© JUNGE FREIHEIT Verlag GmbH & Co. www.jungefreiheit.de 13/18 / 23. März 2018

Dorn im Auge
Christian Dorn

Zurück im Stammcafé des russischen Sektors: Der Künstler ist empört, Rußland des Attentats auf den ehemaligen Doppelagenten in London zu bezichtigen, da es gar keine Beweise gäbe. Das sei die typische westliche Hetze. Ich stelle mir vor, wie die Wahrnehmung wäre, würden in einer Stadt über Jahrzehnte nahezu ausschließlich die Gäste eines bestimmten Restaurants, und zwar nur deren bedeutendste Kritiker, auf zuverlässig mysteriöse Weise ins Jenseits befördert, ermordet von dubiosen Tätern, deren Hintermänner stets im Dunkeln bleiben. Selbst dann, wenn die Opfer das Restaurant seit Jahren meiden und nur Gastrokritiker oder Nachwuchsköche jener Lokalität unterstützen. Zumal wenn deren Mannschaft erklärt hat, daß die „Feinde“ dieser Gastronomie zu liquidieren seien.

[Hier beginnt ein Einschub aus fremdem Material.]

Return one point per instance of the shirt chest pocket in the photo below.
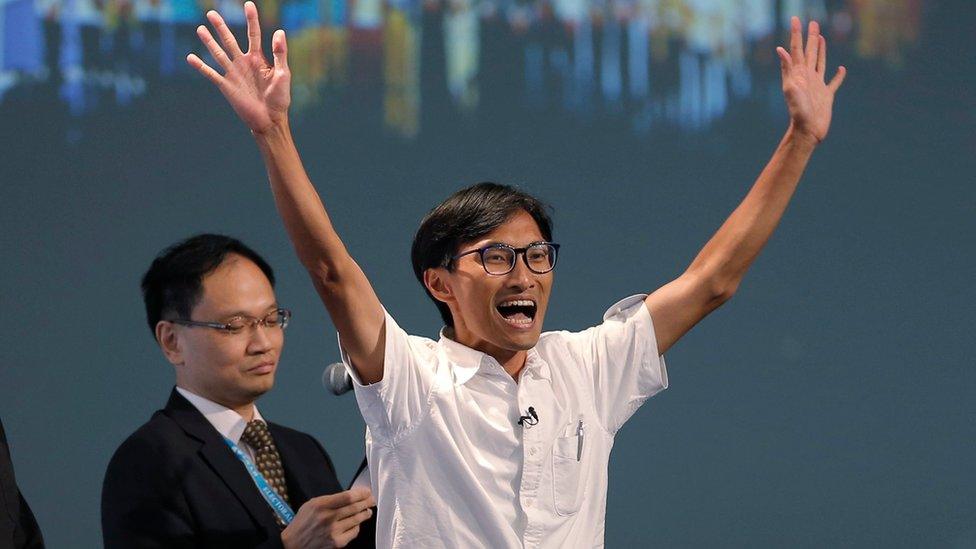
(568, 460)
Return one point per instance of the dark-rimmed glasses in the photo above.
(499, 259)
(275, 319)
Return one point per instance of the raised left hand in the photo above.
(809, 98)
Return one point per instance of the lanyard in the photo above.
(278, 505)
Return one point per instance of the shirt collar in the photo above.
(466, 362)
(227, 422)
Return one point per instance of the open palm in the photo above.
(809, 98)
(258, 92)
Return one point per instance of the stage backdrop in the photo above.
(830, 403)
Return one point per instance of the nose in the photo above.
(520, 276)
(260, 339)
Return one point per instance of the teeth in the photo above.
(519, 321)
(518, 303)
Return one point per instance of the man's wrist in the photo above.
(276, 133)
(804, 141)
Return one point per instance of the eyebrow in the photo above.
(236, 314)
(496, 242)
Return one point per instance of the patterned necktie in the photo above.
(266, 458)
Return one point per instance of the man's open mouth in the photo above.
(518, 312)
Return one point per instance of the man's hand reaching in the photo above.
(258, 92)
(808, 97)
(329, 521)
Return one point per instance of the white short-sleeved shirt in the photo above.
(451, 467)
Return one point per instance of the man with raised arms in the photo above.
(499, 435)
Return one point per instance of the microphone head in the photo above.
(336, 379)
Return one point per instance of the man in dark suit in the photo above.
(207, 470)
(18, 528)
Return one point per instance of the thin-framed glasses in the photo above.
(275, 319)
(499, 259)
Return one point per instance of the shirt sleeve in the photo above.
(401, 399)
(620, 356)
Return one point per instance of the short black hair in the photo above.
(467, 215)
(173, 284)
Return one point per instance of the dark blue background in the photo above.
(830, 403)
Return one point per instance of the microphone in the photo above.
(336, 379)
(531, 418)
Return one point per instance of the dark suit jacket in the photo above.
(175, 483)
(17, 525)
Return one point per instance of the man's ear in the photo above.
(438, 285)
(169, 342)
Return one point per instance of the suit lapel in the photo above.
(220, 458)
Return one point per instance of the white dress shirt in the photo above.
(451, 467)
(228, 423)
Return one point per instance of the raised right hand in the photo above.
(259, 93)
(329, 521)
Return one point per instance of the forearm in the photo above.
(343, 287)
(729, 253)
(301, 209)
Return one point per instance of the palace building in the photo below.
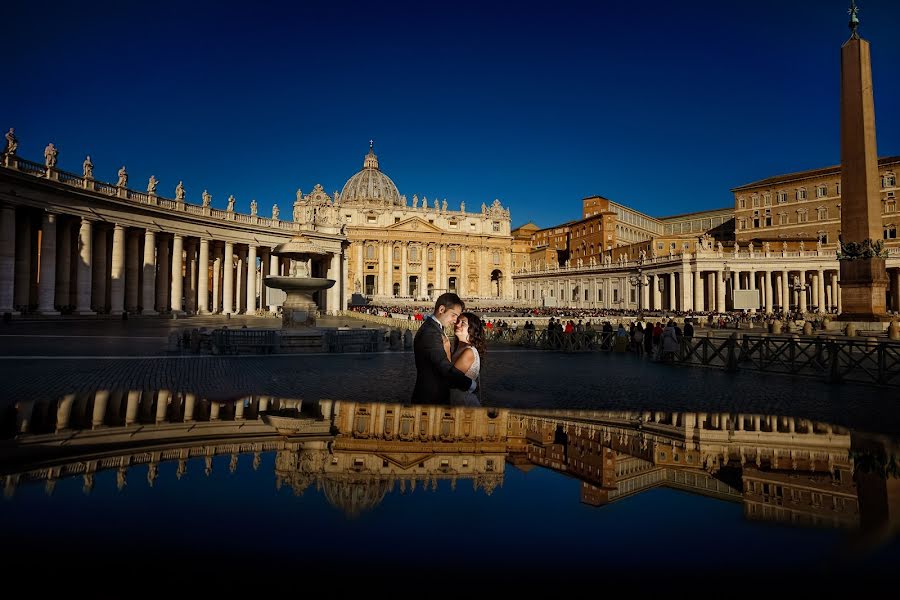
(415, 252)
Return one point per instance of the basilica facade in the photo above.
(414, 250)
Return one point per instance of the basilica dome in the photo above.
(370, 186)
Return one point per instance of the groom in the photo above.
(435, 374)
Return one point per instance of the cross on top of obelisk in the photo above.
(854, 20)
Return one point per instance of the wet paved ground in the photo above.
(44, 360)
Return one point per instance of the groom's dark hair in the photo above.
(448, 300)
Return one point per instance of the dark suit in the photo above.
(435, 374)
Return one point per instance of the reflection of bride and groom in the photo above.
(445, 376)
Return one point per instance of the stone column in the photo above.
(333, 294)
(801, 295)
(228, 291)
(820, 287)
(177, 274)
(98, 285)
(785, 291)
(117, 272)
(895, 290)
(404, 277)
(273, 272)
(162, 404)
(190, 276)
(217, 280)
(131, 408)
(657, 295)
(63, 264)
(360, 271)
(148, 294)
(720, 291)
(698, 290)
(47, 282)
(132, 272)
(162, 274)
(671, 281)
(83, 298)
(22, 288)
(7, 257)
(64, 412)
(251, 280)
(101, 401)
(190, 401)
(203, 278)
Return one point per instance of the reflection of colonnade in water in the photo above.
(354, 467)
(781, 468)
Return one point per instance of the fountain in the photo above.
(299, 309)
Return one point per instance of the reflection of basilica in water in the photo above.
(781, 469)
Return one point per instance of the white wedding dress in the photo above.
(464, 397)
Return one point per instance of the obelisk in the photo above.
(863, 275)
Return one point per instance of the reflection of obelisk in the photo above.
(863, 275)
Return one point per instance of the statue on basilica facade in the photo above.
(123, 178)
(50, 154)
(12, 143)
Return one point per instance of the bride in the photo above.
(467, 357)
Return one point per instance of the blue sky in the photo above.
(663, 106)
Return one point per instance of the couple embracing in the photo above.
(445, 376)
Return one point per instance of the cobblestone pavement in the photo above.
(514, 378)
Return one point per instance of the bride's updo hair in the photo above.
(476, 332)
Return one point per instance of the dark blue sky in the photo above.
(663, 106)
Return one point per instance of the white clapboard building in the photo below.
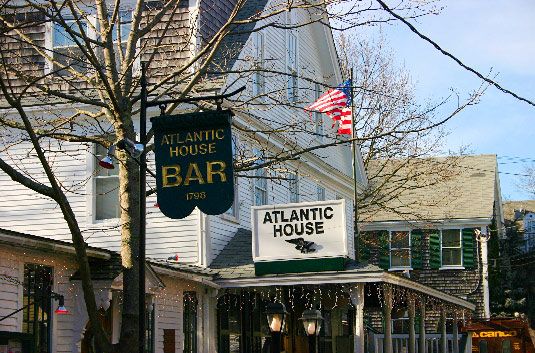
(285, 240)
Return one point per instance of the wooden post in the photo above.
(443, 338)
(357, 298)
(412, 333)
(455, 334)
(421, 339)
(387, 315)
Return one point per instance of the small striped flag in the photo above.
(344, 116)
(334, 98)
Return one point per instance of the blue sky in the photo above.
(489, 36)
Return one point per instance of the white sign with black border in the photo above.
(306, 230)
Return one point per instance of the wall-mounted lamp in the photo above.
(61, 305)
(276, 314)
(107, 162)
(132, 148)
(312, 324)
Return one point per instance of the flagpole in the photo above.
(353, 152)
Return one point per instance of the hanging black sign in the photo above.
(194, 163)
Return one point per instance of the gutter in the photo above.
(48, 245)
(343, 277)
(188, 276)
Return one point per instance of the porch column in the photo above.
(455, 334)
(208, 338)
(421, 339)
(387, 315)
(443, 338)
(357, 298)
(412, 333)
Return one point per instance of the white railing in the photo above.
(400, 343)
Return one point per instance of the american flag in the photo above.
(338, 97)
(344, 116)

Das erinnert mich an die jüngste Pressereise in Asien. Bei der Bemerkung vom „Putin-Regime“ verdreht die elegante, hochprofessionelle, polyglotte Tass-Korrespondentin die Augen – und erklärt, auf Nachfrage zum ausgegrenzten Oppositionsführer Alexei Nawalny, daß das doch nicht stimme: Der habe doch gar nicht an den Wahlen teilnehmen wollen. Ich bin sprachlos, meine Lippen öffnen sich nur kurz wie bei einem Fisch im Wasser. Um nicht „ins Schwimmen“ zu kommen, erzähle ich einen Witz aus der DDR-Schulzeit Mitte der achtziger Jahre, der freilich das Dogma der Dialektik beschwor: Demnach erscheine in der Parteizeitung Prawda (dt.: Wahrheit) nie eine Nachricht respektive Neuigkeit, und in der Iswestija (dt.: Nachrichten) nie eine Wahrheit.

 

Heftiges Kopfschütteln dagegen bei der Kollegin des größten brasilianischen Medienkonzerns, die ungläubig die Titelzeile der Taipei Times in meinen Händen abliest, die Merkels vierte Kanzlerschaft verkündet: „How? Can Merkel do it forever?“ Selbst in ihrer Heimat sei die Regentschaft auf zwei Amtszeiten hintereinander begrenzt. Geradezu entspannt und vertraut erscheint mir indes der hemdsärmelige Kollege aus Manila, wie ein zweiter Billy Six, der die mörderische Politik des philippinischen Staatschefs Duterte kritisiert – im Unterschied zur schönen Philippinin im Flugzeug neben mir, die als Sales-Managerin eines europäischen Elektronikkonzerns arbeitet und die globalisierte MeToo-Mentalität selbständiger junger Frauen repräsentiert, wie neben ihr die Ukrainerin aus Lemberg, die in Vietnam Deutsch und Englisch unterrichtet, oder die junge Polin, die in Hongkong Englisch lehrt. Allesamt Priesterinnen der lingua franca – zieht uns doch das Ewig-Weibliche hinan.